Join us, and listen to our kin, henna, as it reminds us that healing does not only happen through conversation or theory, but also through direct relationships with plants, touch, scent, ritual, and the body.
What can henna teach us about time?
This event is for BPOC/Global Majority only.
Tickets are pay what you can with ticket sales going towards covering the cost of the event and LION's Land Pot. If cost is a barrier to you attending, email sumayyah@landinournames for a free ticket.
Heartnouveaux is a multidisciplinary artist employed by the mediums of filmmaking, jewellery design and henna art. Their artwork focuses on the meeting points between culture, religion and clashing aesthetics. With henna, they seek to tell personal stories on skin and push the medium further - from beautification into art. This comes alongside their jewellery making, with which they curate delicate and whimsical pieces in soft colours palettes using only glass, crystals, shell and ceramics. Their films have explored alternative relationships with Islamic prayer, archived Iraqi architectures and questioned art gallery institutions.
Dre Ferdinand is a licensed social worker, artist and therapist, whose practices include movement, energy, sound, soil, and EMDR, a modality that has informed her approach which she refers to as ‘MESSE’. Dre’s practice framework is rooted in healing, social and restorative justice. Her professional journey involves aiding individuals and communities in processing and recovering from systemic harm and trauma as well as advocating for therapeutic support for social workers. Her teachings are centred on helping people navigate their internal landscape, collective care, and processing trauma.
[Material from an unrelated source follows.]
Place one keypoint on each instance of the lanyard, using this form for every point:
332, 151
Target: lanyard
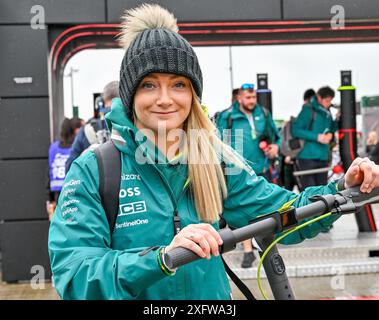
252, 125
You can contact Dre at hello@dreferdinand.com or @idreferdi
Land In Our Names is a grassroots collective of Black and People of Colour getting land through reparations. Our collective is based in London, Britain, and works to reconnect Black and People of Colour to land, both in the city and in the countryside. Our work addresses the inequalities in access to land and food, and reimagines land stewardship towards climate and racial justice. We are organising toward collective ownership and land stewardship by Black and People of Colour, to heal the colonial-rooted trauma that has separated us and continues to extract from the land.
Fallow is a series of community care workshops integrating the healing and repair element of Land In Our Names’ aims and values into our work. We believe that there is a deep need for accessible healing spaces for Black and People of Colour (BPOC) landworkers and earthworkers, and climate, food, farming, land and racial justice organisers. In the context of intensive physical labour, low wages and the emotional toll of organising for racial and land justice, Fallow creates spaces to nurture restorative practices on and with the land.
This work is central to LION’s mission of reparations. Beyond financial restitution, we understand reparations as repair (Chinweizu), where restoring our relationship to land emerges as an important way to repair the intergenerational trauma of colonialism, enslavement and dispossession of land. As BPOC living in London, these histories are part of what brought many of us here, where our separation from land continues. With Fallow, we want to create opportunities in and around the city to reconnect us with the land, food and ancestral practices that nourish us.